スマホソフトウェア競争促進法は、モバイルOS、アプリストア、ブラウザー、検索エンジンを規制対象としています。具体的には、アプリストアの開放や検索エンジンの選択肢提示などを義務付けています。中島教授は、iPhoneのSafariブラウザーで検索エンジンの変更画面が表示されるようになった例を挙げ、新法の効果を説明しました。

競争の重要性と懸念事項

独占状態が続くと、価格上昇や品質低下のリスクがあると中島教授は警告しました。
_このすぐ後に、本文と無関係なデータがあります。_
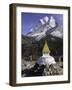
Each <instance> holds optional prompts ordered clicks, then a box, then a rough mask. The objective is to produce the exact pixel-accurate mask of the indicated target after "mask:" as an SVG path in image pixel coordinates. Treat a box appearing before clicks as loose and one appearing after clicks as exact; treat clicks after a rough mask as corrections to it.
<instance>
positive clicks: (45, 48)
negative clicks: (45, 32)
mask: <svg viewBox="0 0 72 90" xmlns="http://www.w3.org/2000/svg"><path fill="white" fill-rule="evenodd" d="M42 52H43V54H44V53H50V50H49V47H48V44H47V41H45V44H44V47H43V50H42Z"/></svg>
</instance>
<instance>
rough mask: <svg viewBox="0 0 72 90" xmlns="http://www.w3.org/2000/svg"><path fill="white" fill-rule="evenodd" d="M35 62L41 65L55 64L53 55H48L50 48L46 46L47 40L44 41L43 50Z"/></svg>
mask: <svg viewBox="0 0 72 90" xmlns="http://www.w3.org/2000/svg"><path fill="white" fill-rule="evenodd" d="M37 64H39V65H40V66H41V65H47V64H48V65H51V64H56V62H55V59H54V57H53V56H51V55H50V50H49V47H48V43H47V41H45V44H44V47H43V50H42V56H41V57H40V58H39V59H38V60H37Z"/></svg>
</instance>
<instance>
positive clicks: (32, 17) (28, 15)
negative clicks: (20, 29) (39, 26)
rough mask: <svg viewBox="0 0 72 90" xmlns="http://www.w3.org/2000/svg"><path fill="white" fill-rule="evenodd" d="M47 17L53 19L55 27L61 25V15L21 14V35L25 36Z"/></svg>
mask: <svg viewBox="0 0 72 90" xmlns="http://www.w3.org/2000/svg"><path fill="white" fill-rule="evenodd" d="M45 16H48V17H49V18H50V17H51V16H53V17H54V19H55V20H56V23H57V25H63V15H62V14H48V13H47V14H43V13H25V12H22V13H21V34H22V35H26V34H27V33H29V32H30V29H31V28H32V27H34V26H35V25H36V24H37V23H38V22H39V20H40V19H41V18H43V17H45Z"/></svg>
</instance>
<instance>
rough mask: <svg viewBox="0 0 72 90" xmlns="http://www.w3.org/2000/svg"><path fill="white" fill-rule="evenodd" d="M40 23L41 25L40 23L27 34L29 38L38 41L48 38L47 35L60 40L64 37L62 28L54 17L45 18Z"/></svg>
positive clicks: (43, 18)
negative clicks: (58, 38) (47, 34)
mask: <svg viewBox="0 0 72 90" xmlns="http://www.w3.org/2000/svg"><path fill="white" fill-rule="evenodd" d="M39 21H40V23H38V25H36V26H35V27H34V28H31V30H30V32H29V33H28V34H27V36H28V37H33V38H35V40H37V41H39V40H41V39H42V38H44V37H46V33H48V34H50V35H52V36H54V37H58V38H62V37H63V32H62V31H63V29H62V26H57V24H56V20H55V19H54V17H53V16H51V17H50V18H49V17H47V16H45V17H44V18H42V19H40V20H39Z"/></svg>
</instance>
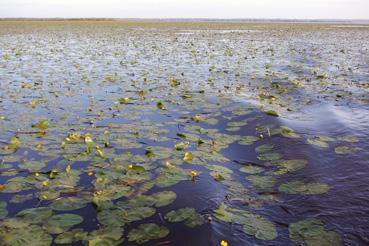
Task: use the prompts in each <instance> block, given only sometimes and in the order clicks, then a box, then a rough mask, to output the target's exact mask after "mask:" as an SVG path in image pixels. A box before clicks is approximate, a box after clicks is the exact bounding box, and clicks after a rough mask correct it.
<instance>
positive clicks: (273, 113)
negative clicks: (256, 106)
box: [265, 110, 279, 117]
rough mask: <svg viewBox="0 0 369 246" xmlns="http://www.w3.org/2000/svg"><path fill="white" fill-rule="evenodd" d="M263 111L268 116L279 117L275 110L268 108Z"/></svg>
mask: <svg viewBox="0 0 369 246" xmlns="http://www.w3.org/2000/svg"><path fill="white" fill-rule="evenodd" d="M265 113H266V114H267V115H270V116H274V117H279V114H278V113H277V112H275V111H274V110H268V111H266V112H265Z"/></svg>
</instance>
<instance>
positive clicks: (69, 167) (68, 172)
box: [65, 165, 72, 174]
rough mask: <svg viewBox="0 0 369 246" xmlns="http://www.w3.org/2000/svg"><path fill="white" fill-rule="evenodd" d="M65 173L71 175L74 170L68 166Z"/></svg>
mask: <svg viewBox="0 0 369 246" xmlns="http://www.w3.org/2000/svg"><path fill="white" fill-rule="evenodd" d="M65 171H66V172H67V173H68V174H69V173H70V172H71V171H72V168H71V166H70V165H68V166H67V167H66V168H65Z"/></svg>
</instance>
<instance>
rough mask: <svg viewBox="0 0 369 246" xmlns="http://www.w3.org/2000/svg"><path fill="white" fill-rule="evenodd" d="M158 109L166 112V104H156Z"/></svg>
mask: <svg viewBox="0 0 369 246" xmlns="http://www.w3.org/2000/svg"><path fill="white" fill-rule="evenodd" d="M156 107H157V108H158V109H161V110H164V109H165V104H164V103H162V102H158V103H157V104H156Z"/></svg>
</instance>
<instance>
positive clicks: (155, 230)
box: [128, 223, 169, 244]
mask: <svg viewBox="0 0 369 246" xmlns="http://www.w3.org/2000/svg"><path fill="white" fill-rule="evenodd" d="M168 234H169V230H168V229H167V228H166V227H164V226H159V225H157V224H153V223H148V224H142V225H139V226H138V227H137V228H135V229H132V230H131V231H130V232H129V233H128V240H129V241H130V242H136V243H138V244H142V243H145V242H148V241H150V240H153V239H159V238H163V237H166V236H167V235H168Z"/></svg>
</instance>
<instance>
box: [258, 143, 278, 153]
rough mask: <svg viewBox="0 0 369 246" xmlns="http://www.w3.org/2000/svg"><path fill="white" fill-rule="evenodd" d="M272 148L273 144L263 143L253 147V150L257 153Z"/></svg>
mask: <svg viewBox="0 0 369 246" xmlns="http://www.w3.org/2000/svg"><path fill="white" fill-rule="evenodd" d="M273 148H274V144H263V145H260V146H258V147H256V148H255V151H256V152H258V153H263V152H267V151H270V150H272V149H273Z"/></svg>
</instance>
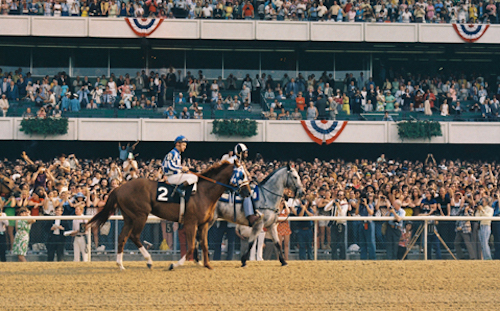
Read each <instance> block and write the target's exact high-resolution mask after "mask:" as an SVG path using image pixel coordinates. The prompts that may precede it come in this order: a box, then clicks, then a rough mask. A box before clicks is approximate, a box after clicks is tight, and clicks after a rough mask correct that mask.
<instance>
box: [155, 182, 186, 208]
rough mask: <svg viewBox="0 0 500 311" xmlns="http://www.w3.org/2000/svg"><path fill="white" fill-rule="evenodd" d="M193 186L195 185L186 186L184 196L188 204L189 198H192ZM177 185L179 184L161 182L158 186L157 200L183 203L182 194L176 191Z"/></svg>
mask: <svg viewBox="0 0 500 311" xmlns="http://www.w3.org/2000/svg"><path fill="white" fill-rule="evenodd" d="M193 186H194V185H189V186H187V187H184V190H186V195H185V196H184V200H185V203H186V204H187V202H188V201H189V198H191V194H192V191H193ZM175 187H177V185H171V184H167V183H163V182H159V183H158V186H157V187H156V201H158V202H164V203H177V204H181V196H180V194H179V193H178V192H177V191H176V189H175Z"/></svg>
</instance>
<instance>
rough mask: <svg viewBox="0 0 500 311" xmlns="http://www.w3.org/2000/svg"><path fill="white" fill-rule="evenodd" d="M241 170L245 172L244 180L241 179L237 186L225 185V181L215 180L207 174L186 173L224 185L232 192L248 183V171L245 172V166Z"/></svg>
mask: <svg viewBox="0 0 500 311" xmlns="http://www.w3.org/2000/svg"><path fill="white" fill-rule="evenodd" d="M243 170H244V174H245V179H244V180H243V181H242V182H241V183H240V184H239V186H238V187H234V186H231V185H227V184H225V183H222V182H220V181H217V180H215V179H212V178H210V177H207V176H203V175H202V174H199V173H196V172H192V171H189V172H188V173H190V174H193V175H196V176H198V177H199V178H202V179H205V180H206V181H209V182H211V183H213V184H217V185H219V186H223V187H225V188H227V189H229V190H230V191H232V192H239V190H240V189H241V188H243V187H245V186H248V185H250V181H249V180H248V173H247V172H246V169H245V168H243Z"/></svg>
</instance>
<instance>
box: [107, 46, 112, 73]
mask: <svg viewBox="0 0 500 311" xmlns="http://www.w3.org/2000/svg"><path fill="white" fill-rule="evenodd" d="M107 76H108V77H109V76H111V50H110V49H108V75H107Z"/></svg>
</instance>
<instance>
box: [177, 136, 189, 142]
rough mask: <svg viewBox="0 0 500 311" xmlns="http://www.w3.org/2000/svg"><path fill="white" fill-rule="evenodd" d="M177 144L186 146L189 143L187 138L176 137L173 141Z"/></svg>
mask: <svg viewBox="0 0 500 311" xmlns="http://www.w3.org/2000/svg"><path fill="white" fill-rule="evenodd" d="M179 142H181V143H186V144H187V143H188V142H189V141H188V140H187V138H186V137H184V136H182V135H179V136H177V138H176V139H175V141H174V143H176V144H177V143H179Z"/></svg>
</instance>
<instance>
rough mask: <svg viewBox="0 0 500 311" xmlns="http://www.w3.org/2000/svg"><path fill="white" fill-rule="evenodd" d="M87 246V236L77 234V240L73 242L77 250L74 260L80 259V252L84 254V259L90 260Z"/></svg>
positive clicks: (83, 256)
mask: <svg viewBox="0 0 500 311" xmlns="http://www.w3.org/2000/svg"><path fill="white" fill-rule="evenodd" d="M86 248H87V245H86V244H85V237H84V236H75V241H74V242H73V250H74V252H75V256H74V261H80V254H81V255H82V258H83V261H87V260H88V255H87V249H86Z"/></svg>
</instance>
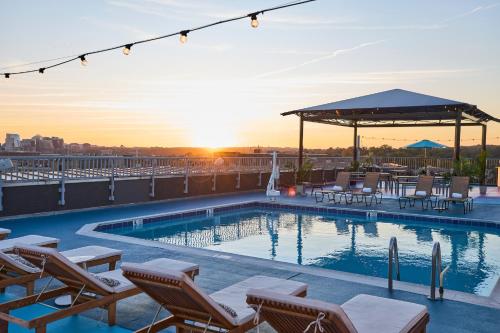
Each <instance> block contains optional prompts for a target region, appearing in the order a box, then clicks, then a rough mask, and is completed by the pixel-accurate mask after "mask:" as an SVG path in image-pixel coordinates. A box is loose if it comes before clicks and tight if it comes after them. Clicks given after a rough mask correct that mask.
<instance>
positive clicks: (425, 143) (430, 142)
mask: <svg viewBox="0 0 500 333" xmlns="http://www.w3.org/2000/svg"><path fill="white" fill-rule="evenodd" d="M405 148H409V149H423V150H424V156H425V157H427V149H435V148H441V149H442V148H448V147H447V146H445V145H442V144H440V143H438V142H434V141H431V140H421V141H418V142H415V143H412V144H411V145H408V146H406V147H405Z"/></svg>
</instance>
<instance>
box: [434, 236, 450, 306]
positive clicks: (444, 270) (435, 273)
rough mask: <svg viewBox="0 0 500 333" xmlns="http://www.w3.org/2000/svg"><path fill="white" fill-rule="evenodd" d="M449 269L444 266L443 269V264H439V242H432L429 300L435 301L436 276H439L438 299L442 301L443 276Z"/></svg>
mask: <svg viewBox="0 0 500 333" xmlns="http://www.w3.org/2000/svg"><path fill="white" fill-rule="evenodd" d="M449 268H450V266H446V268H445V269H443V264H442V262H441V244H439V242H434V246H433V247H432V273H431V274H432V275H431V294H430V296H429V299H430V300H432V301H435V300H436V274H439V299H440V300H442V299H443V295H444V275H445V274H446V272H447V271H448V269H449Z"/></svg>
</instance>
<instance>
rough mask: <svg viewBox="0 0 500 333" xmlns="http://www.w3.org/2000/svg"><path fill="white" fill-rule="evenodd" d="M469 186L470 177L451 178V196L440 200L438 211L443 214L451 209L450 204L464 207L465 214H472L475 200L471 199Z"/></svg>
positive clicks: (458, 177) (450, 194)
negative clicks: (460, 205)
mask: <svg viewBox="0 0 500 333" xmlns="http://www.w3.org/2000/svg"><path fill="white" fill-rule="evenodd" d="M469 186H470V178H469V177H458V176H457V177H451V184H450V191H449V194H448V195H449V196H448V197H447V198H444V199H441V200H439V202H438V206H437V207H436V209H437V210H439V212H442V211H444V210H447V209H449V208H450V203H454V204H457V203H458V204H462V205H463V206H464V214H467V212H470V211H471V210H472V209H473V208H474V199H472V198H471V197H469Z"/></svg>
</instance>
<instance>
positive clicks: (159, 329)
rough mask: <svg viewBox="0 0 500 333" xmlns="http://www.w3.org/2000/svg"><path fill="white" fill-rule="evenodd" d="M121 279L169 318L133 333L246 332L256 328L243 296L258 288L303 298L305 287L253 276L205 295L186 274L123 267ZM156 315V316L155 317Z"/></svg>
mask: <svg viewBox="0 0 500 333" xmlns="http://www.w3.org/2000/svg"><path fill="white" fill-rule="evenodd" d="M122 269H123V275H124V276H125V277H126V278H127V279H129V280H130V281H132V282H133V283H134V284H135V285H137V286H138V287H139V288H141V289H142V290H143V291H144V292H145V293H146V294H148V295H149V296H151V297H152V298H153V299H154V300H155V301H157V302H158V303H159V304H160V307H159V309H158V312H159V311H160V310H161V308H162V307H164V308H166V309H167V310H168V311H169V312H170V313H171V316H169V317H167V318H165V319H161V320H159V321H156V319H157V318H156V316H155V317H154V318H153V321H152V323H151V325H150V326H148V327H144V328H142V329H140V330H138V331H136V333H146V332H158V331H160V330H163V329H165V328H167V327H172V326H175V327H176V328H177V332H190V330H192V331H193V332H220V330H221V329H222V330H225V332H230V333H236V332H238V333H239V332H246V331H247V330H249V329H251V328H253V327H255V326H257V325H258V324H259V321H258V320H257V321H254V316H255V311H254V310H253V309H252V308H250V307H248V305H247V304H246V293H247V291H248V290H249V289H251V288H261V289H265V290H266V291H271V290H272V291H274V292H277V293H283V294H289V295H295V296H305V295H306V293H307V285H306V284H304V283H300V282H295V281H290V280H283V279H277V278H272V277H266V276H254V277H251V278H249V279H246V280H244V281H241V282H239V283H236V284H234V285H232V286H230V287H227V288H225V289H222V290H220V291H217V292H215V293H213V294H210V295H207V294H205V293H204V292H203V291H202V290H201V289H200V288H198V287H197V286H196V285H195V284H194V283H193V282H192V281H191V280H190V279H189V278H188V277H187V275H186V274H184V273H182V272H178V271H174V270H171V269H161V268H149V267H146V266H144V265H138V264H123V265H122ZM158 312H157V313H158Z"/></svg>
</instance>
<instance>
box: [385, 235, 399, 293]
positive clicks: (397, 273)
mask: <svg viewBox="0 0 500 333" xmlns="http://www.w3.org/2000/svg"><path fill="white" fill-rule="evenodd" d="M393 262H394V263H393ZM393 264H395V265H396V280H398V281H399V280H400V278H401V276H400V271H399V250H398V240H397V239H396V237H391V240H390V241H389V270H388V274H387V275H388V276H387V284H388V288H389V290H392V275H393V274H392V266H393Z"/></svg>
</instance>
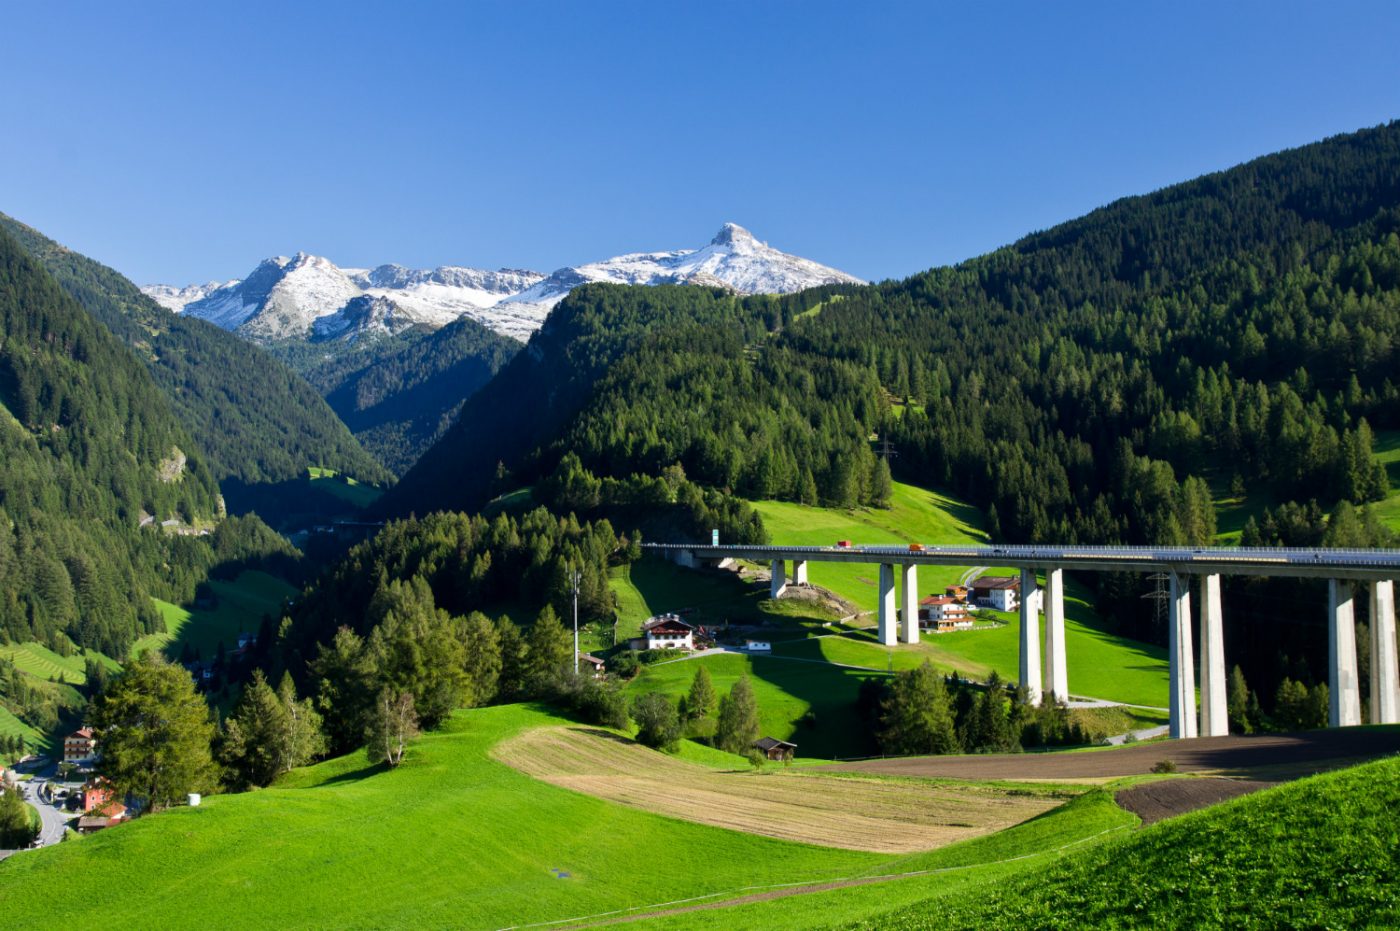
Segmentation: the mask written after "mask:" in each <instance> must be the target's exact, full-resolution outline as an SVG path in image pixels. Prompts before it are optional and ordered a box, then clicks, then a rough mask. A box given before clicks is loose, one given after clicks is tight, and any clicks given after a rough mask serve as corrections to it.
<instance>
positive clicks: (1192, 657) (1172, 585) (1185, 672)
mask: <svg viewBox="0 0 1400 931" xmlns="http://www.w3.org/2000/svg"><path fill="white" fill-rule="evenodd" d="M1166 634H1168V636H1166V638H1168V644H1166V658H1168V664H1169V666H1170V672H1169V676H1170V680H1172V682H1170V703H1169V704H1170V727H1169V728H1168V731H1169V732H1170V735H1172V736H1175V738H1193V736H1196V655H1194V652H1196V651H1194V650H1193V648H1191V589H1190V585H1187V584H1186V582H1183V581H1182V577H1180V575H1177V574H1176V573H1172V585H1170V598H1169V601H1168V619H1166Z"/></svg>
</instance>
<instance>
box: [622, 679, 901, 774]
mask: <svg viewBox="0 0 1400 931" xmlns="http://www.w3.org/2000/svg"><path fill="white" fill-rule="evenodd" d="M701 665H704V666H706V668H707V669H708V671H710V676H711V679H713V680H714V689H715V694H721V696H722V694H727V693H728V692H729V689H731V687H734V683H735V682H738V679H739V676H743V675H748V676H749V679H750V680H752V683H753V690H755V694H756V696H757V700H759V720H760V722H762V725H763V734H764V735H767V736H776V738H778V739H781V741H792V742H794V743H797V745H798V749H797V753H798V756H805V757H816V759H826V760H829V759H836V757H843V759H848V757H855V756H868V755H871V753H874V752H875V749H874V745H872V742H871V739H869V736H868V735H867V734H865V725H864V724H862V722H861V720H860V718H858V717H857V714H855V696H857V693H858V690H860V685H861V680H862V679H868V678H872V676H883V675H886V673H882V672H869V671H861V669H841V668H839V666H833V665H830V664H825V662H798V661H794V659H780V658H774V657H746V655H742V654H722V655H710V657H700V658H697V659H685V661H680V662H665V664H659V665H654V666H644V668H643V672H641V673H640V675H638V676H637V678H636V679H633V680H631V682H630V683H629V685H627V692H629V693H630V694H634V696H636V694H644V693H647V692H662V693H665V694H669V696H672V697H678V696H682V694H685V693H687V692H689V690H690V682H692V680H693V679H694V675H696V671H697V669H700V666H701ZM808 713H811V714H812V718H811V720H804V718H805V715H806V714H808Z"/></svg>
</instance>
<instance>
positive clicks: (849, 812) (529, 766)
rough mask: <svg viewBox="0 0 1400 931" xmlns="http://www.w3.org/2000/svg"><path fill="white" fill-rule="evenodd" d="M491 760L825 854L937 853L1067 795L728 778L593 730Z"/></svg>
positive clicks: (546, 742) (1032, 792)
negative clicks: (814, 847) (960, 842)
mask: <svg viewBox="0 0 1400 931" xmlns="http://www.w3.org/2000/svg"><path fill="white" fill-rule="evenodd" d="M491 755H493V756H494V757H496V759H498V760H500V762H503V763H507V764H510V766H512V767H514V769H518V770H519V771H522V773H526V774H528V776H532V777H535V778H539V780H543V781H546V783H550V784H553V785H560V787H563V788H570V790H574V791H577V792H584V794H587V795H594V797H596V798H605V799H608V801H613V802H622V804H624V805H630V806H633V808H641V809H644V811H650V812H655V813H658V815H671V816H672V818H680V819H683V820H692V822H699V823H701V825H713V826H717V827H728V829H732V830H742V832H746V833H752V834H762V836H764V837H777V839H781V840H792V841H799V843H806V844H819V846H823V847H841V848H846V850H865V851H872V853H913V851H920V850H934V848H937V847H942V846H945V844H952V843H956V841H959V840H966V839H969V837H977V836H980V834H987V833H991V832H997V830H1002V829H1005V827H1009V826H1012V825H1018V823H1021V822H1023V820H1028V819H1030V818H1035V816H1037V815H1042V813H1044V812H1047V811H1050V809H1051V808H1056V806H1057V805H1060V804H1061V802H1063V801H1064V798H1065V797H1064V795H1054V794H1044V792H1030V791H1022V790H1015V788H1005V787H988V785H952V784H925V783H917V781H902V780H862V778H843V777H833V776H812V774H787V773H773V771H764V773H722V771H714V770H707V769H703V767H699V766H694V764H692V763H685V762H682V760H678V759H673V757H671V756H666V755H665V753H659V752H657V750H651V749H647V748H644V746H640V745H637V743H633V742H631V741H627V739H624V738H620V736H617V735H615V734H610V732H608V731H602V729H598V728H587V727H552V728H538V729H532V731H526V732H524V734H519V735H517V736H514V738H511V739H508V741H505V742H503V743H501V745H498V746H497V748H496V749H494V750H493V752H491Z"/></svg>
競争がなくなれば、有害コンテンツの増加や製品選択肢の減少といった問題が生じる可能性があります。また、グーグルとアップルの関係にも言及し、日本ではiPhoneユーザーが多いため、両社の取引についても違法性の検討が必要だと述べました。

今後の課題と展望

生成AIの普及により、グーグルは新たな競争に直面しています。中島教授は、競争環境が公正かどうかを懸念するとともに、端末メーカーの日本企業の存在感が小さくなりつつある点を指摘しました。事前規制として選択肢の提示だけで十分かどうか、さらなる検討が必要だと強調しました。

最後に、デジタルプラットフォーム企業が情報流通をコントロールできる現状において、独占禁止法や競争法の役割が大きくなっていると結びました。スマホソフトウェア競争促進法が適正に運用され、競争促進の効果を発揮することが重要だと述べています。